Jumat, 01 November 2013

Masa Pemboikotan


tersisolasi
Singkat waktu dalam empat pekan , ada empat kejadian besar yang menggetarkan mata otang-orang musyrik, yaitu Hamzah masuk Islam, disusul ‘Umar, Rasulullah –shallallaahu ‘alaihi wa sallam- menolak suatu tawaran mereka, dan kesepakatan bersama dalam perlindungan Rasulullah –shallallaahu ‘alaihi wa sallam- yang dijalin antara Bani Muththalib dan Bani Hasyim, baik yang muslim maupun yang kafir.

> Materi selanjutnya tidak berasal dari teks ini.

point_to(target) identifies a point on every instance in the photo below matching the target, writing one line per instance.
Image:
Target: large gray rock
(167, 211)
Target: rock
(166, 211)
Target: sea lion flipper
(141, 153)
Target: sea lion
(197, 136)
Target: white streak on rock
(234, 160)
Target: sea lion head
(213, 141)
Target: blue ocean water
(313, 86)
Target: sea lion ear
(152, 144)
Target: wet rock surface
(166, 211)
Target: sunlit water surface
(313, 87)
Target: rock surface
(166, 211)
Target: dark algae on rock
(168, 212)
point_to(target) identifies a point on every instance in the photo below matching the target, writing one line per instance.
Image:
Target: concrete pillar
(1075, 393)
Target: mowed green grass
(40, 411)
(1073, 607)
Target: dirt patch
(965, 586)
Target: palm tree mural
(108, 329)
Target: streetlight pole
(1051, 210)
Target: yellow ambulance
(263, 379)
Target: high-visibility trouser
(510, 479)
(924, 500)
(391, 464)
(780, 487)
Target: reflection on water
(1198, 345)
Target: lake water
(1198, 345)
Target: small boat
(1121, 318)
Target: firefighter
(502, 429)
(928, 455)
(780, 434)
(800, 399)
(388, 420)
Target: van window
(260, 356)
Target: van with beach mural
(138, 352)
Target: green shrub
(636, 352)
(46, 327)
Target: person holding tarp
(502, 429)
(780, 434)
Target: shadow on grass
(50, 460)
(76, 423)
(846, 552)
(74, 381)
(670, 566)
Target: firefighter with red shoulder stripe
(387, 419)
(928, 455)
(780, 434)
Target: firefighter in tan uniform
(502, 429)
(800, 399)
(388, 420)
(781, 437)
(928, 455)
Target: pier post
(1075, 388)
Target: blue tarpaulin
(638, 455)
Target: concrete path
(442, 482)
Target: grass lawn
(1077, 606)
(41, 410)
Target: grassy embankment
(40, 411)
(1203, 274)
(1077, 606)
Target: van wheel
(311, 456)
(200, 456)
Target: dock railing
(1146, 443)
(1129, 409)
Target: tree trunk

Akibatnya orang-orang musyrik kalang kabut dan ditempa kebingungan ekstrim. Benar, jika mereka membunuh Rasulullah –shallallaahu ‘alaihi wa sallam- maka mereka sadar akan terjadi pertumpahan darah di Bumi Makkah. Sehingga makar pun berlanjut dengan cara yang lain.

***
Mereka berkumpul berunding untuk  menyusun suatu kesepakatan guna mendepak  kedua bani yang melindungi Rasulullah –shallallaahu ‘alaihi wa sallam-.
Akhirnya terjadi sebuah kesepakatan dalam bentuk suatu Undang-Undang yang berisi : Larangan menikah, jual beli, bergaul, mengasihi, memasuki rumah, berbicara dengan mereka, kecuali mereka menyerahkan Rasulullah –shallallaahu ‘alaihi wa sallam- secara suka rela untuk dibunuh.Kemudian ditulislah oleh Baghidh bin Amir bin Hayim dan disepakati pula Undang-Undang tersebut digantungkan ditembok Ka’bah bagian dalam.

***
Cadangan makanan mulai habis. Pemboikotan ini benar-benar ketat. Orang-orang musyrik tidak membiarkan samasekali makanan masuk ke tempat pengasingan Syi’ib Abu Thalib. Dikisahkan mereka (baca: bani Muththalib dan Bani Hasyim) sangat kesusahan dalam makan, sehingga dedaunan, rumput-rumput, bahkan kulit binatang yang sudah disamak mereka olah kembali dan dimasak layaknya kulit binatang segar. Tak heran hingga kotoran yang keluar menyerupai kotoran binatang.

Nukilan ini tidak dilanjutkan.